Cela dit, il y a une frontière infiniment difficile à décrire qui se trace entre la réparation inoffensive d'erreurs de la nature et la lutte contre ce qu'on est et ce que l'on devient.

De l'extra-rebondi aux fesses, à mon avis, entre dans cette seconde catégorie. Celle où le psy, les soutiens-gorges rembourrés, le sport, et les bons amis sont plus utiles que le chirurgien et surtout, moins risqués pour la santé.

Heureusement, au Québec, on est pas mal moins portés que d'autres sociétés - les Latino-Américains et les Américains, particulièrement les Californiens, notamment - à tomber dans un recours presque pathologique aux chirurgies plastiques et aux grosses interventions.

«Au Québec, ce que je vois, ce sont surtout des femmes et des hommes qui ne veulent pas que l'on remarque que quelque chose a changé», explique M. Bensimon. «Les Québécoises sont coquettes, mais elles ne veulent pas d'affaires épouvantables.»

Notre propension à garder le pied sur le frein serait donc, pour ces questions, d'une prudence bien à propos.

Ailleurs dans le monde, dans plusieurs pays, la chirurgie plastique est, en revanche, en pleine explosion et en pleine hyperbanalisation.

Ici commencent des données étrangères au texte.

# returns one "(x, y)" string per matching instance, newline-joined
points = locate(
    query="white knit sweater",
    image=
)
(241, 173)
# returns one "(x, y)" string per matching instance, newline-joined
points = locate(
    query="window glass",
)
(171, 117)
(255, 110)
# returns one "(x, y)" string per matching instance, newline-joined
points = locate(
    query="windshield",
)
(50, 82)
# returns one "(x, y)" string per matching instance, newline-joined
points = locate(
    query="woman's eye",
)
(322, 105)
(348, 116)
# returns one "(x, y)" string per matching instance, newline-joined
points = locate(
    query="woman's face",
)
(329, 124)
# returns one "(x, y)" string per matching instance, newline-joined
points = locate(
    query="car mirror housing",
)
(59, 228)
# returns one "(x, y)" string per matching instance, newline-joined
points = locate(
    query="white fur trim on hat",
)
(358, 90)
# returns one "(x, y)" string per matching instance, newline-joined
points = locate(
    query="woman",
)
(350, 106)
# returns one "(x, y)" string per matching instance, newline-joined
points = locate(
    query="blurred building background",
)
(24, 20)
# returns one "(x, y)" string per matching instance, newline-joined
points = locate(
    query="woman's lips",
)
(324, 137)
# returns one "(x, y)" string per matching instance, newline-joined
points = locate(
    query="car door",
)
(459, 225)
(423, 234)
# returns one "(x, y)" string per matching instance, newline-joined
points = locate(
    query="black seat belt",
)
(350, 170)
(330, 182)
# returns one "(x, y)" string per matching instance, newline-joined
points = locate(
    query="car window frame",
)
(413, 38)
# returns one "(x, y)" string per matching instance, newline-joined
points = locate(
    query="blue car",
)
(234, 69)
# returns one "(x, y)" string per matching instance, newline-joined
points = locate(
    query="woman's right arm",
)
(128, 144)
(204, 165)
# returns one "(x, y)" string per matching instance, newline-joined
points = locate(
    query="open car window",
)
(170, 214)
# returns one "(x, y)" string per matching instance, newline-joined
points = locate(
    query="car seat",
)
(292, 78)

Dans des pays comme le Brésil, la Tunisie, le Venezuela ou la Bolivie, les pratiques sont tellement répandues qu'ils sont devenus des destinations de tourisme esthétique. L'Inde, la Thaïlande et même Cuba accueillent aussi des visiteurs à la recherche d'un lifting ou d'une augmentation mammaire.

Sur le site makeovertravel.com par exemple, on propose des plans de séjour de 10 jours en Bolivie, comprenant une intervention complète avec pose d'implants fessiers pour moins de 4000$US. On croirait entendre parler Oncle Tom dans les Têtes à claques.

La mort de Miss Argentine à la suite d'une chirurgie plastique n'est pas la première. Ce n'est en outre même pas la chirurgie elle-même qui l'a tuée. C'est une complication de l'anesthésie. Mais Mme Magnano n'aurait pas eu d'anesthésie si elle n'avait pas décidé de passer au bistouri pour des raisons esthétiques.

Et peu importe ce qui s'est passé en salle d'opération ou après, ni Micheline Charest, ni la première dame du Nigeria Stella Obasanjo, ni la mère de Kanye West, ni la troisième épouse de James Brown, ni l'auteure américaine Olivia Goldsmith, dont le livre First Wives Club a été adapté au cinéma, ne seraient mortes dans ces circonstances, n'eût été leur décision de se faire transformer chirurgicalement.

La liste des victimes commence à être longue. Et on ne parle que de gens célèbres.

Le risque en vaut-il vraiment la peine?

Avoir des fesses rondes naturellement n'aura jamais été aussi agréablement confortable et réconfortant.